Ведь есть, в конечном итоге, только два опыта мира — опыт общечеловеческий и опыт «научный», т. е. кантовский, как есть только два отношения к жизни — внутреннее и внешнее, как есть два типа культуры — созерцательно-творческая и хищнически-механическая. Все дело сводится к выбору того или другого пути — средневековой ночи или просветительного дня культуры; а далее — все определяется, как по писаному, с полною последовательностью. Но, чередующиеся в истории, эти полосы культуры — вовсе не сразу отделяются друг от друга, — по неопределенности состояния в соответственные времена самого духа, уже наскучившего одним и еще не отваживающегося на другое.
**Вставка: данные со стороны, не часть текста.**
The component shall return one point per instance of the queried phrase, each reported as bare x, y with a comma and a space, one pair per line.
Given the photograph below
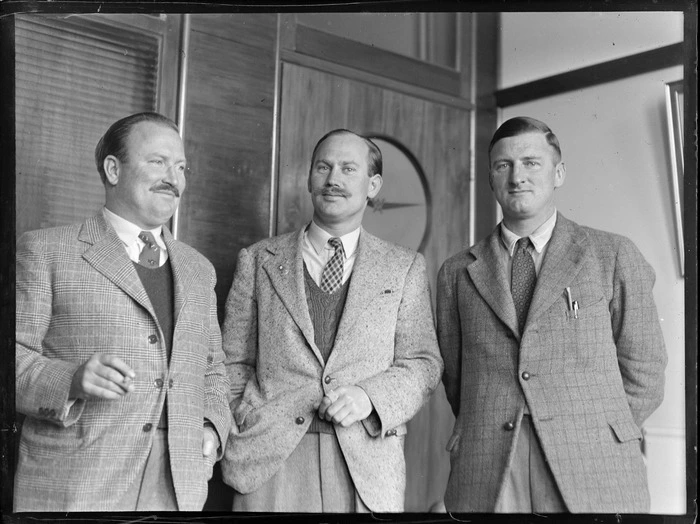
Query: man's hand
102, 376
345, 405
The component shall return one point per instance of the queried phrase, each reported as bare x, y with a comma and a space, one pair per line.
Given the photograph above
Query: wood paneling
228, 137
406, 70
315, 102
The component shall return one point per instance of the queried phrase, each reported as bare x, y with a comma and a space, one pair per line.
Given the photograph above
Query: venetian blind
74, 77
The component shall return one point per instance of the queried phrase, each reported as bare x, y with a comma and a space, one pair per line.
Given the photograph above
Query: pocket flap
625, 430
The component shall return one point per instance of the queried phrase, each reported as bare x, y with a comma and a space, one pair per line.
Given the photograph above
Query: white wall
614, 143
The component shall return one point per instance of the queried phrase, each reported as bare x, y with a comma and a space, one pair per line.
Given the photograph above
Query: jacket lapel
563, 261
285, 268
494, 289
369, 273
184, 272
108, 256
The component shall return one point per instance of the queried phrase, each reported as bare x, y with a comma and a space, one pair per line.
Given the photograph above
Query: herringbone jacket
385, 344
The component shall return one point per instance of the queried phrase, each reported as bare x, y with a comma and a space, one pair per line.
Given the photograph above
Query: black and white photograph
341, 262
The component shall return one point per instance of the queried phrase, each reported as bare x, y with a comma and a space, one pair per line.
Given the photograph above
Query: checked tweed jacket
78, 293
385, 344
592, 380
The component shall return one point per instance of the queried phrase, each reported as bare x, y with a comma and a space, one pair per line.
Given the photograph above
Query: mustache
164, 186
331, 191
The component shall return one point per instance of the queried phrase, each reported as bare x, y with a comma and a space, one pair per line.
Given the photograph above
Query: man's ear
375, 184
112, 168
559, 174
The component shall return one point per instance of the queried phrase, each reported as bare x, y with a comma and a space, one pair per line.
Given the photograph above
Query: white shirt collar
318, 237
539, 238
128, 232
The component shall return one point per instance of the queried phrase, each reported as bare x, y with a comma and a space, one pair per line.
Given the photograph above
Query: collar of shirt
318, 238
539, 238
316, 251
128, 233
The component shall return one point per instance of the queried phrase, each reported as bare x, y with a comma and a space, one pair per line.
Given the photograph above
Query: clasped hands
345, 405
108, 377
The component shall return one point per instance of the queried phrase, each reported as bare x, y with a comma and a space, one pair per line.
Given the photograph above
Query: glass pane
74, 77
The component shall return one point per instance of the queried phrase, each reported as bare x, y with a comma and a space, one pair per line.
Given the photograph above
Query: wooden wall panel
228, 137
315, 102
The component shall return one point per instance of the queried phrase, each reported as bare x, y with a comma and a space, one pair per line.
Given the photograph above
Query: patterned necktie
333, 272
523, 280
149, 257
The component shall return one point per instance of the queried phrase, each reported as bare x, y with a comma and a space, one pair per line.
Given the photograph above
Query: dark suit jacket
590, 381
78, 293
385, 344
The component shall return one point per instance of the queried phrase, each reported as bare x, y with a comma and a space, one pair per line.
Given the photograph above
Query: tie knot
148, 238
524, 243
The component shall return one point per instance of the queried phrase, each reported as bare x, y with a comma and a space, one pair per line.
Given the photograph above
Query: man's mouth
167, 189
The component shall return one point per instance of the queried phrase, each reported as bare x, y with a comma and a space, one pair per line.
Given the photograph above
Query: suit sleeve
217, 390
449, 335
42, 384
641, 352
399, 392
240, 329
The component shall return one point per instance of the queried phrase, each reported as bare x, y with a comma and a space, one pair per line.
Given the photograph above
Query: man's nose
517, 174
173, 175
333, 176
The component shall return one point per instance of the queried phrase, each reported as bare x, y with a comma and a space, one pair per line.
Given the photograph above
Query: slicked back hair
521, 125
374, 155
114, 141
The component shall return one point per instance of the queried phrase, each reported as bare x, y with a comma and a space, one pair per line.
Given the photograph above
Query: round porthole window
400, 213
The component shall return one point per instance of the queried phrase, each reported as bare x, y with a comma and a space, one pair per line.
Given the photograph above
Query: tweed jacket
385, 344
589, 382
78, 293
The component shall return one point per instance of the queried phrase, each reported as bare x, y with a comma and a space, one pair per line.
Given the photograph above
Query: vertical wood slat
228, 137
439, 138
65, 100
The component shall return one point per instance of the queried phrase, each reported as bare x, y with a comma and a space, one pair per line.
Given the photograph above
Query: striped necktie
150, 256
523, 280
333, 272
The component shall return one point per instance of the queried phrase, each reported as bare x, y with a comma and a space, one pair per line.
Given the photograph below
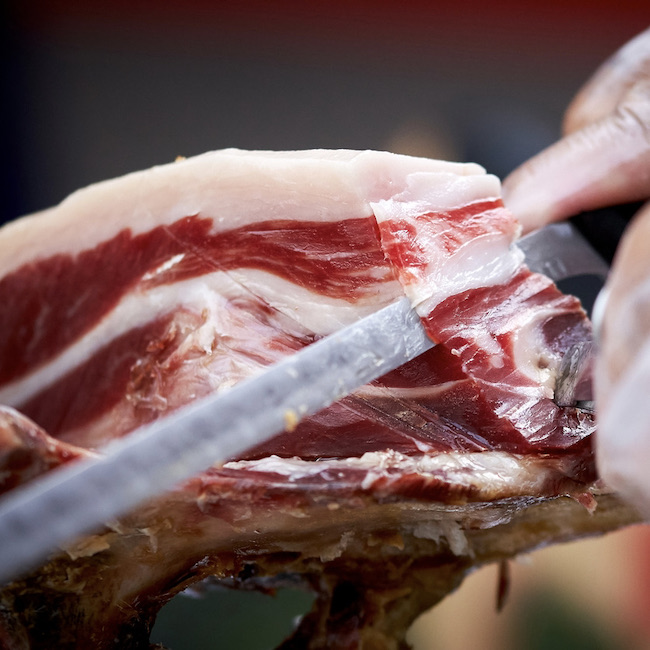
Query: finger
605, 163
601, 95
622, 378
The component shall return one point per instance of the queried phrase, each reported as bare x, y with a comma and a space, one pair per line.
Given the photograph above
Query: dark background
93, 90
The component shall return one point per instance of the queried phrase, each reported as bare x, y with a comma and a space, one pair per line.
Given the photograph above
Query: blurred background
93, 90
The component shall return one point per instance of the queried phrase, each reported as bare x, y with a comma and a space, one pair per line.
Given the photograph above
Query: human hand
604, 157
602, 160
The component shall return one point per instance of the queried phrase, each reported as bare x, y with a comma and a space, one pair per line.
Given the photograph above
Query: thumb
604, 163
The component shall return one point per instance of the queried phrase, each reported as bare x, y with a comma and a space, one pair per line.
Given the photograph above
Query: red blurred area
418, 23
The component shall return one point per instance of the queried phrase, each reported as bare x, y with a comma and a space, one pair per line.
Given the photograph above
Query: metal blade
77, 498
82, 496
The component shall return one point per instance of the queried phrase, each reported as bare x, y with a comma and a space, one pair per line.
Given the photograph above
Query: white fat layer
484, 261
406, 393
319, 314
493, 471
233, 187
207, 295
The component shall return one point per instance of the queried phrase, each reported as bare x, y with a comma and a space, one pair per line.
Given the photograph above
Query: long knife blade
73, 500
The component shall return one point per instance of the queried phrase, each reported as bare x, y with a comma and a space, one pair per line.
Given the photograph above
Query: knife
37, 518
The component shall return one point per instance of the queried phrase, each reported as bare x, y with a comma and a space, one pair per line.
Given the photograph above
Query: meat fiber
138, 295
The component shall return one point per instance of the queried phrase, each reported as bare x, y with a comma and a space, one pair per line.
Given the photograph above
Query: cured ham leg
138, 295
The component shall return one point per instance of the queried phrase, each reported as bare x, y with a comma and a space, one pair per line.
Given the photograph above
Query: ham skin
138, 295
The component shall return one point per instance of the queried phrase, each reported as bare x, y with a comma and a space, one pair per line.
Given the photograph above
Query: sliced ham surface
138, 295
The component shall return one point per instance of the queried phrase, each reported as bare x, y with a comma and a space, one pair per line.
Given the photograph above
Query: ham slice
138, 295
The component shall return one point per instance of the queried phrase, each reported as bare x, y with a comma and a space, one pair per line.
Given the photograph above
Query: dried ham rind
138, 295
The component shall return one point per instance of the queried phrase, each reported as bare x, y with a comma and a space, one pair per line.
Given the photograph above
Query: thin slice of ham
138, 295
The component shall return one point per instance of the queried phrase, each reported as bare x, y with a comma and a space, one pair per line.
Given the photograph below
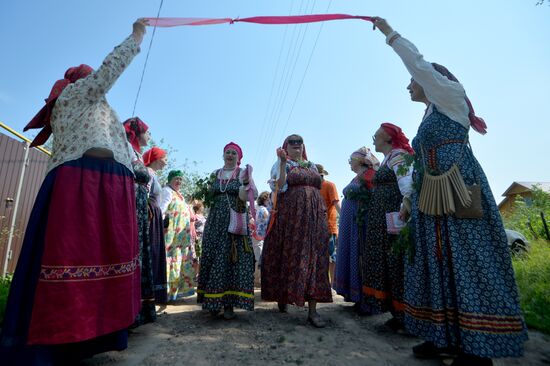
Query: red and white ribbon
291, 19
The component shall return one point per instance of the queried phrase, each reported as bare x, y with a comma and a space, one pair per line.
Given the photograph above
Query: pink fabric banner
292, 19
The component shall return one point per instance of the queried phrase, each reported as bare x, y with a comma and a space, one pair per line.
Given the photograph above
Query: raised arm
99, 82
438, 89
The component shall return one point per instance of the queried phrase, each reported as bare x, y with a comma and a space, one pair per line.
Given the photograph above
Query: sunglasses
295, 142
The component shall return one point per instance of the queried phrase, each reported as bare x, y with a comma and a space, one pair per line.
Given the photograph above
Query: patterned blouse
82, 119
262, 219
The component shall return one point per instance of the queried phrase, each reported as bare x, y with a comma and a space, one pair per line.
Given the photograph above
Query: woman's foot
360, 311
283, 308
428, 350
316, 321
228, 312
214, 313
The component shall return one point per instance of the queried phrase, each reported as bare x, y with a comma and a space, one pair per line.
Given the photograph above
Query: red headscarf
134, 127
478, 124
285, 146
42, 118
398, 138
237, 148
152, 155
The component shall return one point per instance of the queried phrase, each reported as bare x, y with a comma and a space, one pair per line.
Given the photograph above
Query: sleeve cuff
391, 37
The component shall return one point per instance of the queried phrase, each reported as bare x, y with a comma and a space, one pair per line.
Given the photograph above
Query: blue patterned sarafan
460, 288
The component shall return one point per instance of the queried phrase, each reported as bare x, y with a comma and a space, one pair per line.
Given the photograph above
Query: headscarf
235, 147
134, 127
152, 155
398, 138
173, 174
42, 118
366, 157
478, 124
285, 146
321, 169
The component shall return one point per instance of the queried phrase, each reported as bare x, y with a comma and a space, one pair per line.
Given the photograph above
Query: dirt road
185, 335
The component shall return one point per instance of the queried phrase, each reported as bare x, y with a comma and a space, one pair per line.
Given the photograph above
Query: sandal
228, 313
316, 321
283, 308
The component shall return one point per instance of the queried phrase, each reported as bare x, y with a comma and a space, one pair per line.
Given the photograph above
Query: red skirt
89, 281
295, 255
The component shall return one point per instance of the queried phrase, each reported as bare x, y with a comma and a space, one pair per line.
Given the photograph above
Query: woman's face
176, 183
230, 158
144, 138
295, 147
355, 164
416, 92
160, 163
381, 140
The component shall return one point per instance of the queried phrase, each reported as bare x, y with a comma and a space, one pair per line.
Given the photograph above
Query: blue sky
206, 86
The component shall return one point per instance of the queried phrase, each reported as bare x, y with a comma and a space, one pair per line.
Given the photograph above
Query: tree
527, 217
191, 175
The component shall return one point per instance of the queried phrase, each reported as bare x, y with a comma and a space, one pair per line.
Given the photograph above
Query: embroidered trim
495, 324
214, 296
87, 273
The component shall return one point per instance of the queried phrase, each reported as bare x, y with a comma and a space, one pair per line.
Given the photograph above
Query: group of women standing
456, 288
457, 292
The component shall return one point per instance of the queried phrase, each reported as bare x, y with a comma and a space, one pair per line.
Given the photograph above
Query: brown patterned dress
295, 256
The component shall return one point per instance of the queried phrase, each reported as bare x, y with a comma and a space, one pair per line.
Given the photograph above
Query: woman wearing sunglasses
295, 256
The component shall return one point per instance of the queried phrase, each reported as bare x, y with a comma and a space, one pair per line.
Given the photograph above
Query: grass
533, 279
4, 290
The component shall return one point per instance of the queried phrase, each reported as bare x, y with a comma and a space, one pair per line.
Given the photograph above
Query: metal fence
22, 171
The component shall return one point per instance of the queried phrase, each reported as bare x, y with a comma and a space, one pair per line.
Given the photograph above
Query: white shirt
243, 192
82, 119
394, 160
448, 96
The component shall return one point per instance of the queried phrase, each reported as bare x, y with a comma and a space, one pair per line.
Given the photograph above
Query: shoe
316, 321
428, 350
228, 313
471, 360
283, 308
395, 324
214, 313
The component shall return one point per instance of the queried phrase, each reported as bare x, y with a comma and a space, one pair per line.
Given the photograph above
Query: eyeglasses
295, 142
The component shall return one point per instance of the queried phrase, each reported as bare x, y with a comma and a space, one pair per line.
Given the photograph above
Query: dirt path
185, 335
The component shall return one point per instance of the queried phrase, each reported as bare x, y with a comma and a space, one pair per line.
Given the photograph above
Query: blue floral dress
347, 278
459, 287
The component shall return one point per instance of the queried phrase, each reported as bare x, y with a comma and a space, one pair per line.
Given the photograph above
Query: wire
305, 72
146, 59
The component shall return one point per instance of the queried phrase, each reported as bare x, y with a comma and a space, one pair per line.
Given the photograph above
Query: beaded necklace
220, 177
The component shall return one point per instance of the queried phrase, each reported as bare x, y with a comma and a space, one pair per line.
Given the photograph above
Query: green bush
526, 216
4, 291
533, 279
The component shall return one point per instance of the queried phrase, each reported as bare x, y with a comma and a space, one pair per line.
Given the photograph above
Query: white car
517, 243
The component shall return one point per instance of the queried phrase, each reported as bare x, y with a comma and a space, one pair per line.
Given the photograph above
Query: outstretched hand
382, 25
139, 29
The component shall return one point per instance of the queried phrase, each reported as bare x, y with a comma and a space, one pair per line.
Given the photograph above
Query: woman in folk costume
180, 248
460, 291
76, 286
382, 268
295, 255
138, 136
226, 277
155, 159
348, 280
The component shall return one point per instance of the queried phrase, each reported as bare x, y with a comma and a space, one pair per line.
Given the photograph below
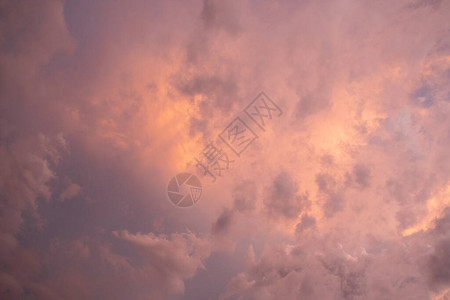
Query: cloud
283, 199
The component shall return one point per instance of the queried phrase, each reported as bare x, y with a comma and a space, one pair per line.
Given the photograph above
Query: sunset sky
344, 193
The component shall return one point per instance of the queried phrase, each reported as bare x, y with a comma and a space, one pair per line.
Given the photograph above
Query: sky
319, 132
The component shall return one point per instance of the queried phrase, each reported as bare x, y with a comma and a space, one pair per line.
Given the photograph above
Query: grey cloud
283, 199
306, 222
244, 196
223, 222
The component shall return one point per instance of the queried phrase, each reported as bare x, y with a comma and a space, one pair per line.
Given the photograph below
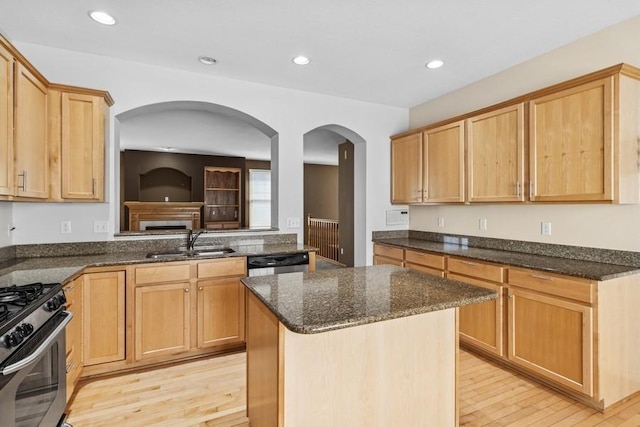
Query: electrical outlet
293, 222
545, 228
100, 226
65, 227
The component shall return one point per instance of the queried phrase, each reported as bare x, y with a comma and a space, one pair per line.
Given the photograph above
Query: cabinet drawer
389, 252
424, 259
562, 286
494, 273
422, 268
222, 267
155, 273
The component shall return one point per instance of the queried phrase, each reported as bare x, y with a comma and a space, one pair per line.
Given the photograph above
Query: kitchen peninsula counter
374, 346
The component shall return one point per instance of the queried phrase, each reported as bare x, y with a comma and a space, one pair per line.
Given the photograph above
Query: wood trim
84, 91
626, 69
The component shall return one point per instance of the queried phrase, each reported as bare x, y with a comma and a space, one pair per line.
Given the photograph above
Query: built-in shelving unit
222, 189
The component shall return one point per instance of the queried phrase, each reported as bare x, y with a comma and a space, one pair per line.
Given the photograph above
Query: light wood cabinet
73, 332
77, 120
103, 317
495, 155
6, 122
482, 325
222, 193
383, 254
30, 135
162, 319
552, 337
443, 160
572, 144
183, 307
220, 316
406, 169
51, 135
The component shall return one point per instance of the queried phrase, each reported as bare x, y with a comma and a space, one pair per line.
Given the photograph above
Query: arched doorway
348, 151
199, 128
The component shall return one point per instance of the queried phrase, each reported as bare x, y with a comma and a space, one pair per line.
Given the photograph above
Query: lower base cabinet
183, 307
103, 311
73, 334
561, 348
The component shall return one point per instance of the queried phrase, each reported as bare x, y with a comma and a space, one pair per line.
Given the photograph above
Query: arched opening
185, 136
335, 187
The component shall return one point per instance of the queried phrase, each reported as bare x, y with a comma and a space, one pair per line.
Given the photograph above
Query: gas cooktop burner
21, 295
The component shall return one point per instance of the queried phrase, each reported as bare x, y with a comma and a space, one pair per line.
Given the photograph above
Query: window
259, 198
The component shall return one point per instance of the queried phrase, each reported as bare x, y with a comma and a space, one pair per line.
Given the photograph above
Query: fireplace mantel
163, 212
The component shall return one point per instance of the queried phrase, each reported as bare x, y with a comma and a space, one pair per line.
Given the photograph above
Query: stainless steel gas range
32, 355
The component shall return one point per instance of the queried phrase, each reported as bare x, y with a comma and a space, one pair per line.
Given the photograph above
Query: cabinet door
103, 316
482, 324
220, 312
495, 155
30, 137
82, 146
162, 320
571, 143
406, 169
6, 122
73, 332
443, 177
552, 337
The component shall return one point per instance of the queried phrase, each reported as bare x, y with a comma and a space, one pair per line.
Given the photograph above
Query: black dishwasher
262, 265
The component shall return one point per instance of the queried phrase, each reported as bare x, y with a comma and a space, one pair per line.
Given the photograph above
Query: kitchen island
366, 346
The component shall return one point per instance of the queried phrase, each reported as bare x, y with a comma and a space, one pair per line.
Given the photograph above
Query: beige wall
614, 227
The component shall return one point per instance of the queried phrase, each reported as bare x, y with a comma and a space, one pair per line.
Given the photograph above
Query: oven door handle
41, 348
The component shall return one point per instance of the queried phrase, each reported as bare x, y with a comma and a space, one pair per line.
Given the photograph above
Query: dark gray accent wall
135, 163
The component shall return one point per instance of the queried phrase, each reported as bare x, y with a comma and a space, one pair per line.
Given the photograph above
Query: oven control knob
12, 339
25, 329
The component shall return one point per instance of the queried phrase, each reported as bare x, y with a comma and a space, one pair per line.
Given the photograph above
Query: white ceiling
370, 50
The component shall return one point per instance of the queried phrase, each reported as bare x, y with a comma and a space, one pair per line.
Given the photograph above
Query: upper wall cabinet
428, 167
6, 122
583, 146
51, 136
495, 155
406, 169
444, 163
30, 135
77, 131
584, 143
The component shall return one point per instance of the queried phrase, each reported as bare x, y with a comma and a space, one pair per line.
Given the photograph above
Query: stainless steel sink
190, 254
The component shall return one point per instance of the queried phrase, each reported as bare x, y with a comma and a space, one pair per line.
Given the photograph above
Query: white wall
291, 113
604, 226
6, 220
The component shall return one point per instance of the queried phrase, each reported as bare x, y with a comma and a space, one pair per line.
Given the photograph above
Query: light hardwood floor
212, 393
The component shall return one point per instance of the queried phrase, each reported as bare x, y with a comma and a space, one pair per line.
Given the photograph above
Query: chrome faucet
191, 239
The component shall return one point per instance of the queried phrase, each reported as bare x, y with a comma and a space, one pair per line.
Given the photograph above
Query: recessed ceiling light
207, 60
436, 63
301, 60
102, 17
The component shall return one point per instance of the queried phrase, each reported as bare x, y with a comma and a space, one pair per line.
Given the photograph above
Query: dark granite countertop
570, 267
55, 269
326, 300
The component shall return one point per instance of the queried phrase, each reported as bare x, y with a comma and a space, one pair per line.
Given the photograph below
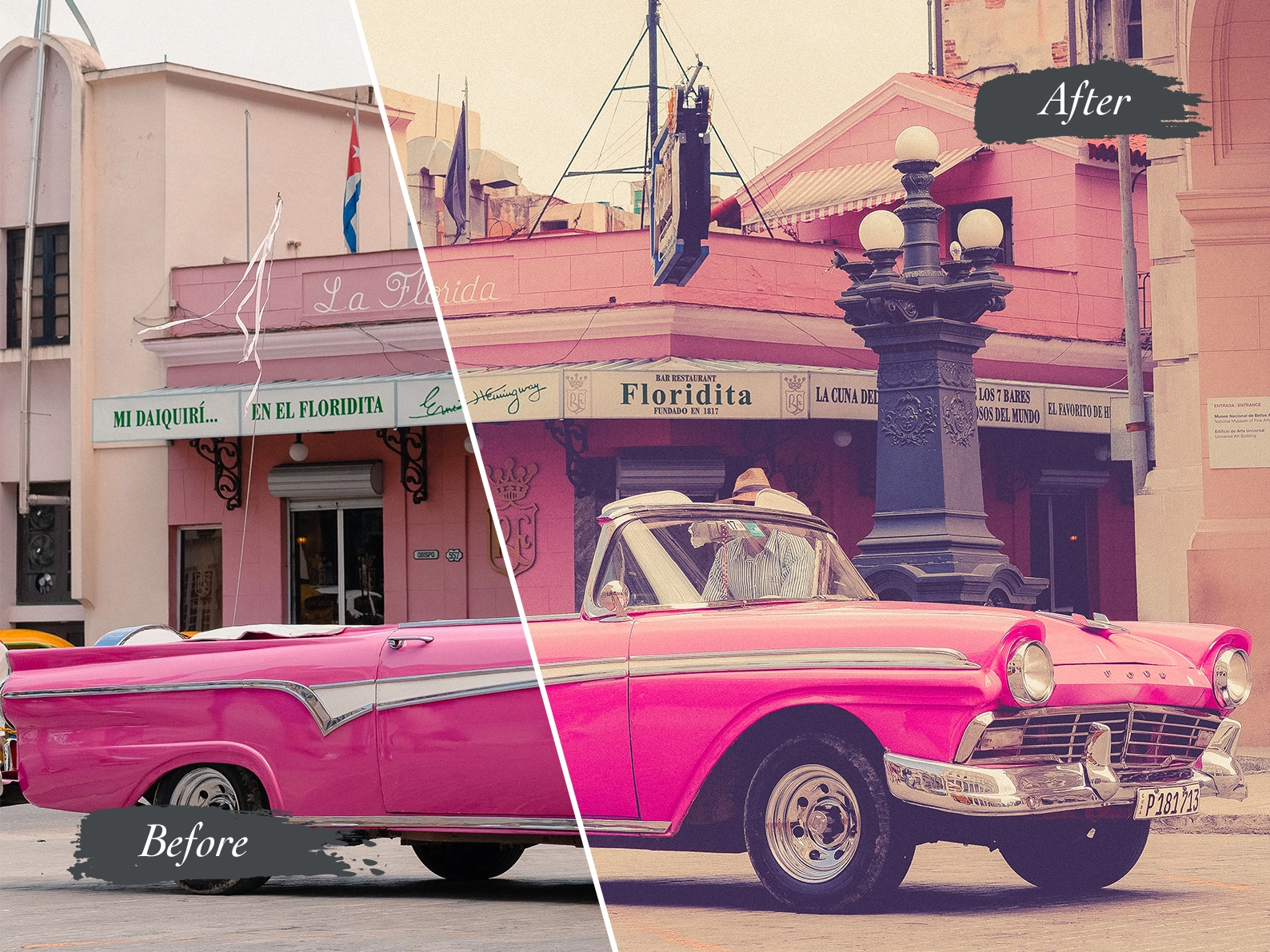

Не забегая сейчас в смысл нарушений перспективы, — чтобы с большею психологическою убедительностью вернуться к обсуждению этого вопроса впоследствии, — напомним тот факт средневековой живописи, что нарушения перспективы вовсе не появляются здесь по временам, то так, то этак, а подчинены определенной системе: уходящие параллели всегда расходятся к горизонту, и притом тем заметнее, чем больше требуется выделить предмет, ими ограниченный. Если в особенностях египетских рельефов мы видим не случайность неведения, а художественный метод, ибо эти особенности встречаются не раз или два, а тысячи, десятки тысяч раз, и, следовательно, преднамеренны, то как раз по аналогичной причине нельзя не признать в своеобразии нарушения перспективности искусством средневековым — тоже именно метода.